You agreed to pay a monthly rent of fifty thousand francs for the room, cleaning of same, use of bathroom, electricity, gas (for heating baths and morning coffee), fresh sheets and towels once a week, and free latchkey. You were to keep a list of your phone calls and to settle up once a week. I offered to take messages and say positive things about you to prospective employers. The figure on the agreement was not fifty thousand, of course, but five hundred. To this day, I count in old francs – the denominations we used before General de Gaulle decided to delete two zeros, creating confusion for generations to come. Robert has to make out my income tax; otherwise, I give myself earnings in millions. He says I’ve had more than thirty years now to learn how to move a decimal, but a figure like “ten thousand francs” sounds more solid to me than “one hundred.” I remember when a hundred francs was just the price of a croissant.

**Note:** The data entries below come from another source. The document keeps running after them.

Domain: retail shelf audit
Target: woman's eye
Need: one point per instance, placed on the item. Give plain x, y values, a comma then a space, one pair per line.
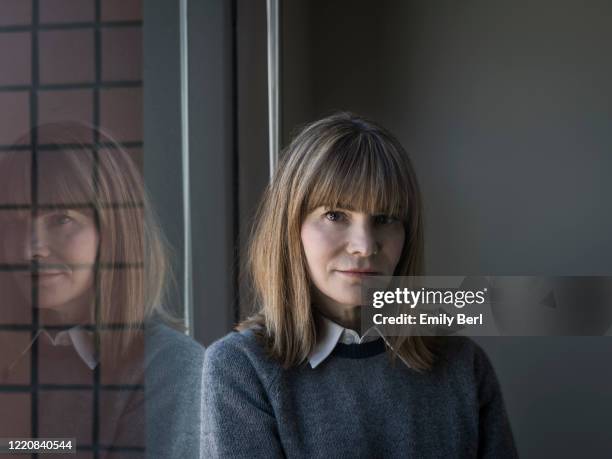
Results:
61, 219
334, 216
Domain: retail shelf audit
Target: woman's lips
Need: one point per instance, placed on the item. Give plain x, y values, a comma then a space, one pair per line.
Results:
358, 273
45, 277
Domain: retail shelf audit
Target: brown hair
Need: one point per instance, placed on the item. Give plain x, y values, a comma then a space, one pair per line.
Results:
342, 161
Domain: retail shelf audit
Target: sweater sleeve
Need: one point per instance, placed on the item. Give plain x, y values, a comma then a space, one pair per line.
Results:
495, 434
238, 420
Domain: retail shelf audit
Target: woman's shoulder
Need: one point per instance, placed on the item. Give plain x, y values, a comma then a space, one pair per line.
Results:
464, 357
238, 344
240, 354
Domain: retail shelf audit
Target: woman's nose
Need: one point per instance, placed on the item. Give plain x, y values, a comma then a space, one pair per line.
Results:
362, 240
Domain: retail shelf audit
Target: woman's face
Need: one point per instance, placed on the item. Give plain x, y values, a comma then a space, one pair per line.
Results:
63, 245
343, 247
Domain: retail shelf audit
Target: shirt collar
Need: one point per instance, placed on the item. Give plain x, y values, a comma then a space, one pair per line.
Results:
80, 339
329, 334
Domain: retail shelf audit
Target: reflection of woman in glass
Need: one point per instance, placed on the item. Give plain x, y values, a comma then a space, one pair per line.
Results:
298, 379
83, 280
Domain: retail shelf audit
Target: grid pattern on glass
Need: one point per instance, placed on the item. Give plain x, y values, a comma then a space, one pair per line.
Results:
78, 61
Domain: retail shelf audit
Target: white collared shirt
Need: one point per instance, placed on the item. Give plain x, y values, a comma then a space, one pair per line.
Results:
81, 339
329, 334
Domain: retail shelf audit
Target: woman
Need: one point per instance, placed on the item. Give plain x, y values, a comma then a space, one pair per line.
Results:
298, 380
85, 270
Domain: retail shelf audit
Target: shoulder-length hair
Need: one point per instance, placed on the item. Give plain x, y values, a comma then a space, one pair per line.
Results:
80, 166
342, 161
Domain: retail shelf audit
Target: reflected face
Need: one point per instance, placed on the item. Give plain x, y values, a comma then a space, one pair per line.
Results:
63, 243
344, 247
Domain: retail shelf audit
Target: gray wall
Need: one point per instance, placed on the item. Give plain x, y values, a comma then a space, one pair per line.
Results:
505, 109
211, 145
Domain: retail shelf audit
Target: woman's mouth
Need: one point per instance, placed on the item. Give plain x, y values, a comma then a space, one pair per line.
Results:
45, 277
358, 273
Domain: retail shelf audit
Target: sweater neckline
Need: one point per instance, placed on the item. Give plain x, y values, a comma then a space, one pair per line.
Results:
360, 351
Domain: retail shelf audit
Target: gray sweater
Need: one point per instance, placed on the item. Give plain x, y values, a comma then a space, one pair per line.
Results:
355, 404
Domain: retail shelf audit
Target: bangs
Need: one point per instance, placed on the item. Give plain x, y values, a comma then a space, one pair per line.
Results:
364, 174
60, 178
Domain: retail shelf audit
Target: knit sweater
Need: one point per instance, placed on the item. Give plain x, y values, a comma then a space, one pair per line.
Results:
357, 403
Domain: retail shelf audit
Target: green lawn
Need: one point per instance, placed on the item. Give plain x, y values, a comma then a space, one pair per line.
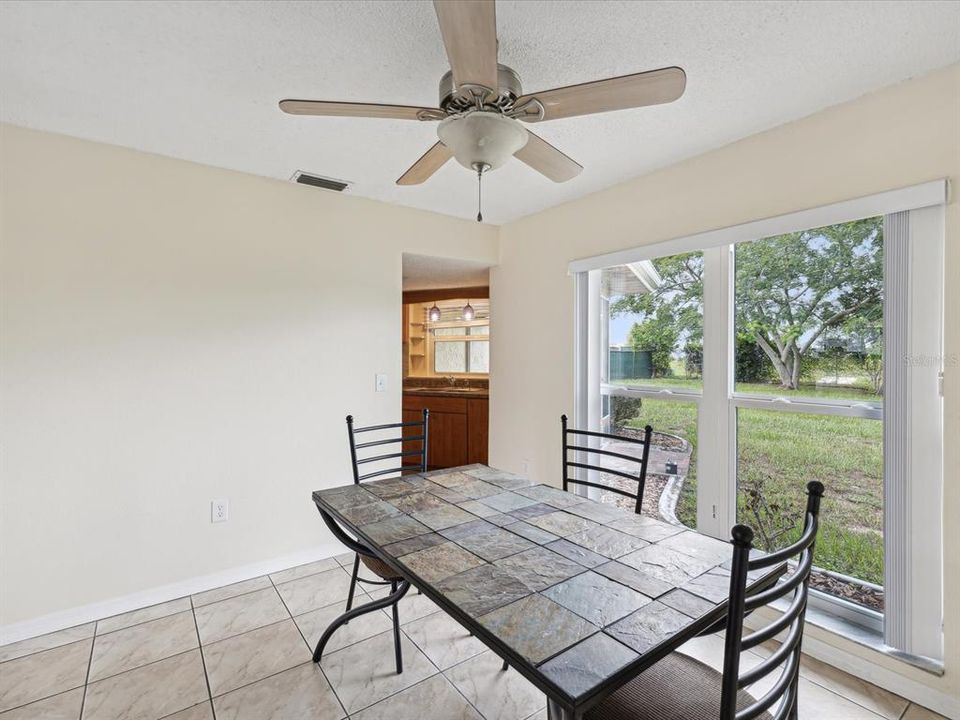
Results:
778, 453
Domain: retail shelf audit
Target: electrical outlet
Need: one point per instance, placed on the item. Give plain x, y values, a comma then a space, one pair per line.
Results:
219, 510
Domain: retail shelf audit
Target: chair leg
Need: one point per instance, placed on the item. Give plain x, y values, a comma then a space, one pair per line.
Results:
346, 617
396, 629
353, 581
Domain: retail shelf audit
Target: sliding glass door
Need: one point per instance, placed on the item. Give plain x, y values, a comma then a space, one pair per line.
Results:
764, 361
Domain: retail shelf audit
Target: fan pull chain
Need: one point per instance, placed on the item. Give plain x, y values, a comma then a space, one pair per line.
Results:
479, 194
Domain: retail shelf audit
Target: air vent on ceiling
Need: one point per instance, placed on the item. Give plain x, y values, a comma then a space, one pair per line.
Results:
319, 181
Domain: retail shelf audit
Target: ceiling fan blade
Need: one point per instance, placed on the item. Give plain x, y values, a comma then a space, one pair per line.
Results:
619, 93
547, 160
469, 30
396, 112
431, 161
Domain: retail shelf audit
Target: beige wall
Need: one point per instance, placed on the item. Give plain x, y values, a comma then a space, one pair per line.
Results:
173, 333
900, 136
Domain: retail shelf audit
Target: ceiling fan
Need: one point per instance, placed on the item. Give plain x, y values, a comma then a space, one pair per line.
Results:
482, 102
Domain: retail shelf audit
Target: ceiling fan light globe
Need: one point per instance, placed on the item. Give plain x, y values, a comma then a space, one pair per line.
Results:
482, 138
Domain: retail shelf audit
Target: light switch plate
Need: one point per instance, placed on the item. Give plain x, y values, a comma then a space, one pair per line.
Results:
219, 510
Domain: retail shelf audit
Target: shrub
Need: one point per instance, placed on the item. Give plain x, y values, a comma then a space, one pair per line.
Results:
622, 411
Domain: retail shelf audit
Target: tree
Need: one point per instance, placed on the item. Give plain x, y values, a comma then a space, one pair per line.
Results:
792, 288
681, 288
657, 334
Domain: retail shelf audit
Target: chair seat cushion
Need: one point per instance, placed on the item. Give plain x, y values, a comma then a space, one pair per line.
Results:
676, 688
379, 568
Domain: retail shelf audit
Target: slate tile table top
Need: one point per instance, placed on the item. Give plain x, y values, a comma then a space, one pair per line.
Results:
578, 596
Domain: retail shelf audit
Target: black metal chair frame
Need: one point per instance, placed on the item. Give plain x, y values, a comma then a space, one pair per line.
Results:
788, 654
398, 588
640, 477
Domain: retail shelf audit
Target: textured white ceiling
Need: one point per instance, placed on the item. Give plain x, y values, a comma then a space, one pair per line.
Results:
425, 272
201, 80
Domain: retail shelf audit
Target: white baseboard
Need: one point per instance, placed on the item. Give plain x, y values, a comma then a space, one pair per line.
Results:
114, 606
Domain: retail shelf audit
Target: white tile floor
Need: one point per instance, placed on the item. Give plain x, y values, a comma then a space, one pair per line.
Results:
243, 652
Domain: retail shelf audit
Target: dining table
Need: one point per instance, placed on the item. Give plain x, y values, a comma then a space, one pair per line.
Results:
578, 595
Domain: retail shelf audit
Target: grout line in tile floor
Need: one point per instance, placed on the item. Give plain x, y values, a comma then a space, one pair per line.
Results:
203, 659
437, 667
86, 679
307, 642
442, 672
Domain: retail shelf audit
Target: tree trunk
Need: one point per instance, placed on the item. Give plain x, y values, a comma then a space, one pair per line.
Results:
795, 370
782, 363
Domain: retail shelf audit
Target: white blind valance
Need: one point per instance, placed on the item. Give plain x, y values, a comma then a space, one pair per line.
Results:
885, 203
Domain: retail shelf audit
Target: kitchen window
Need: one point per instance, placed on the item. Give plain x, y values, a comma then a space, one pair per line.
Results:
459, 346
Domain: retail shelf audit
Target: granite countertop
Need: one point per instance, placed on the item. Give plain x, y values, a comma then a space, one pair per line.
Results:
483, 393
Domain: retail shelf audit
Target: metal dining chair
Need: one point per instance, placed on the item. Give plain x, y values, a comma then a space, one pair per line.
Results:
681, 688
586, 463
361, 453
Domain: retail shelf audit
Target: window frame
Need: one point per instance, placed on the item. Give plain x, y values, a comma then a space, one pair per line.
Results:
466, 339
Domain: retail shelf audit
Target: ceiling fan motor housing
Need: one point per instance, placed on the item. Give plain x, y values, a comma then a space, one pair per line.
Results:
508, 91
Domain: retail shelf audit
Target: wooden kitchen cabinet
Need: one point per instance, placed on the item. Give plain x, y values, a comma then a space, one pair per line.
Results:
458, 428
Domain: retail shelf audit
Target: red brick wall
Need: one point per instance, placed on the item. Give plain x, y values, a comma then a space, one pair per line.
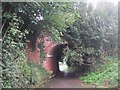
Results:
34, 56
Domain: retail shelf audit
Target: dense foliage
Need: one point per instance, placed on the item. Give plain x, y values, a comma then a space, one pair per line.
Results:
93, 36
90, 34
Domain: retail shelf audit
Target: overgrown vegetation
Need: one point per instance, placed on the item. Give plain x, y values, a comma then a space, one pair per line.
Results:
107, 76
91, 34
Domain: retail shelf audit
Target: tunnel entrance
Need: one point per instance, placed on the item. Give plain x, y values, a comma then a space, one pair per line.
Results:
57, 52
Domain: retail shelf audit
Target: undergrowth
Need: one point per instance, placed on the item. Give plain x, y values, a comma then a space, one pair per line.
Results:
107, 76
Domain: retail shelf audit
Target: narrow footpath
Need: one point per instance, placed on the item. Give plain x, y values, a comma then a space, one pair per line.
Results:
67, 81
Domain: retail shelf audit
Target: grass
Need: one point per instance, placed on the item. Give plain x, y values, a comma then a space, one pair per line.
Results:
107, 77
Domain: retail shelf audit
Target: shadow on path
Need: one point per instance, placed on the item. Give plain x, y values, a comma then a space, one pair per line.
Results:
66, 80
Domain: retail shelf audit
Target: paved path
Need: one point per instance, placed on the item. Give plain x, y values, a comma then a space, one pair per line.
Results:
67, 82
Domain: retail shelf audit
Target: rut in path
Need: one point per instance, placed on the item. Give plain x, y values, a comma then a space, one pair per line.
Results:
67, 82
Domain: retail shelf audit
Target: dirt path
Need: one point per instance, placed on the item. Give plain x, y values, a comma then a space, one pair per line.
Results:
67, 82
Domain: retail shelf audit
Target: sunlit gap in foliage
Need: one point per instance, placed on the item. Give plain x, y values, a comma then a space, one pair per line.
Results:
94, 2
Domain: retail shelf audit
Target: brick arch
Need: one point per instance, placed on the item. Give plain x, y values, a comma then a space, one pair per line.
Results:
51, 62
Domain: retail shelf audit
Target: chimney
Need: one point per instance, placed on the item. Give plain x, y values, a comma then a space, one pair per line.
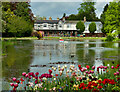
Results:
44, 18
50, 18
84, 19
57, 18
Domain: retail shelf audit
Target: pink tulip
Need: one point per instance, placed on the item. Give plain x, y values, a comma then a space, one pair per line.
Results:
92, 71
117, 73
24, 73
14, 79
16, 85
93, 67
86, 71
105, 67
12, 84
112, 67
37, 73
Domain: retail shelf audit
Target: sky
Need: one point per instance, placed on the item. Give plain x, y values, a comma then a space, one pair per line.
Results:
57, 9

You remarked that five hundred was a lot for only a room. You had heard of studios going for six. But you did not have six hundred francs or five or even three, and after a while I took back my room and put you in Robert’s, while he continued to sleep on the couch. Then you had no francs at all, and you exchanged beds with Robert, and, as it turned out, occasionally shared one. The arrangement – having you in the living room – never worked: it was hard to get you up in the morning, and the room looked as though five people were using it, all the time. We borrowed a folding bed and set it up at the far end of the hall, behind a screen, but you found the area noisy. The neighbors who lived upstairs used to go away for the weekend, leaving their dog. The concierge took it out twice a day, but the rest of the time it whined and barked, and at night it would scratch the floor. Apparently, this went on right over your head. I loaned you the earplugs my husband had used when his nerves were so bad. You complained that with your ears stopped up you could hear your own pulse beating. Given a choice, you preferred the dog.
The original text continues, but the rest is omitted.